Review: History of Wolves

In her first novel, Emily Fridlund joins Peter Geye (Wintering) and Tim O'Brien (In the Lake of the Woods) in considering the no-man's land of Minnesota somewhere north of Bemidji and Duluth. History of Wolves is so observant, so compassionate, so fresh that it can hold its own among the best of more established writers. The narrator Linda's life is bent and shaped by this grand territory of isolation--its clear lakes and thick forests, small-town beer and bait shops, primitive cabins and summer lake mansions, and especially its extremes of weather. The 37-year-old Linda's memories of events in her mid-teens are always colored by the seasons: "Winter collapsed on us that year. It knelt down, exhausted, and stayed"; spring appears with "a wallop of bright green everywhere you looked"; and then the hot summer delivers swarming mosquitos and random forest fires.

It's a tough place to grow up--made tougher by Linda's disenchanted and distant commune-founding parents; an enigmatic classmate, Lily, with "big brown eyes, dyslexia... dimples on her cheeks, nipples that flashed like signs from God through her sweater"; a young history teacher with a sex-offender past who hits on Linda and Lily; and the high school clique of idolized hockey players who "got teachers to forgive their blank worksheets... [and] Zambonis to stripe the world as far as you could see in perfect swaths of freezing water." Fridlund brings such authenticity to Linda's voice that it easily skips among these teen demons; she salts the novel with snippets from Linda's earlier unchaperoned childhood in the commune and later restless years in the Twin Cities with temp jobs and deadbeat boyfriends.

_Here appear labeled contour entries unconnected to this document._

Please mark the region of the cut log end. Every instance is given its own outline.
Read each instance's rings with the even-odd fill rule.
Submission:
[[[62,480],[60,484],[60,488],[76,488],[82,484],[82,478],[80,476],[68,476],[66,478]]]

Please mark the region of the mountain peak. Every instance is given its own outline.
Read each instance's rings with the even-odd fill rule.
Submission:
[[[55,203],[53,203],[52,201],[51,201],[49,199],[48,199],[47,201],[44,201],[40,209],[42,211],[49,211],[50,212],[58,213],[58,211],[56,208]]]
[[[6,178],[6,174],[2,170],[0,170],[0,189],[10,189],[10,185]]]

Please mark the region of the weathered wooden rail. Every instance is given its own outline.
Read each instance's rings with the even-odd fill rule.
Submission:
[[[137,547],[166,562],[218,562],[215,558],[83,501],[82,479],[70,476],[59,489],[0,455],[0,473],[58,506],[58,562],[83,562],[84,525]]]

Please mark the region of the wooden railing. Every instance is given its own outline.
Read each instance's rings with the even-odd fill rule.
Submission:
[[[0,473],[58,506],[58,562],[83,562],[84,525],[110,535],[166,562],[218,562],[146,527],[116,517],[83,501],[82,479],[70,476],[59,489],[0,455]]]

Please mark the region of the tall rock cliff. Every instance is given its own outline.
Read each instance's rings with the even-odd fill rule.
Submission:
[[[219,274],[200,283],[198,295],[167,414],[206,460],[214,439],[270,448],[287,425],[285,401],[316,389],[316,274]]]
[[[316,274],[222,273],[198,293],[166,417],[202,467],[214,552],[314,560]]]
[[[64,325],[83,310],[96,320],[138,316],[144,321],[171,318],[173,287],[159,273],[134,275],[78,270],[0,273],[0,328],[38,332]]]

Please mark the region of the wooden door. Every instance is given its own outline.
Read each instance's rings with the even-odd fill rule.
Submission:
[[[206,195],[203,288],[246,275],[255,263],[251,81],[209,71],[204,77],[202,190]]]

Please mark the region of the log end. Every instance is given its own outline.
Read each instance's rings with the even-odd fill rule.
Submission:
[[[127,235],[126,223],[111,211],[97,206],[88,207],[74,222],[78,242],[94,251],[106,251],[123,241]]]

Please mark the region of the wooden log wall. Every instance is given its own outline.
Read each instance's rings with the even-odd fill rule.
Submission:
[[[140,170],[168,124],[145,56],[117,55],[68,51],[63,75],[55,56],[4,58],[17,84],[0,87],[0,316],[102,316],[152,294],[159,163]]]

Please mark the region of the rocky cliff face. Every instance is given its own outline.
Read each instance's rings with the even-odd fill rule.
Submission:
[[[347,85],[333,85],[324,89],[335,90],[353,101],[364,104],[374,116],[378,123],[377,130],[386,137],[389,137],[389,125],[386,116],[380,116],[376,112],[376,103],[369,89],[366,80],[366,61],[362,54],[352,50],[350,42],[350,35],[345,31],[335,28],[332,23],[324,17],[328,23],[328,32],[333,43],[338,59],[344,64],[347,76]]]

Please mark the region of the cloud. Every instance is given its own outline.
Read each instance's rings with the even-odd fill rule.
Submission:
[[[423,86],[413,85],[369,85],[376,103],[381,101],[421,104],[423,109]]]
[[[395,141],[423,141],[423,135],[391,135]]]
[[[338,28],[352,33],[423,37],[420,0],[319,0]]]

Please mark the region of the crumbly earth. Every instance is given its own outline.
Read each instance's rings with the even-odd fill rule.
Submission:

When the suburban Chicago Gardner family moves into the fancy log summer home across the lake from Linda, they provide the answer to the only prayer she has cobbled from her "rinky-dink faith": "Dear God, please help... [us] to be not too bored and not too lonely." Cleopatra ("Patra") Gardner is taking time away from the city with her four-year-old son, Paul; her husband, Leo, is an astronomer temporarily living in Hawaii doing research for a book, which Patra is editing. She desperately needs childcare help when she meets Linda, who happily dumps her part-time job to babysit Paul. A precocious, softhearted kid with an active imagination, he's a handful with "four-going-on-five-year-old plans: visit Mars, get shoes with ties," an obsession with trains and a peculiar attachment to his father's large glove. Linda tries to teach Paul simple survival skills, the habits of migrating birds and nomadic wolves, and the mysterious ways of the woods, but fate and Leo's Christian Science teachings override Linda's ingenuous guidance. It doesn't go well. Growing up is hard, but there is nothing more grown up than wondering if one could have done more for those one cares about. Fridlund gets it--and in History of Wolves, expertly tells it. --Bruce Jacobs, founding partner, Watermark Books & Cafe, Wichita, Kan.

Shelf Talker: In a voice both innocent and mature, the narrator of Emily Fridlund's splendid first novel captures the trials of growing up in the stark isolation of northern Minnesota.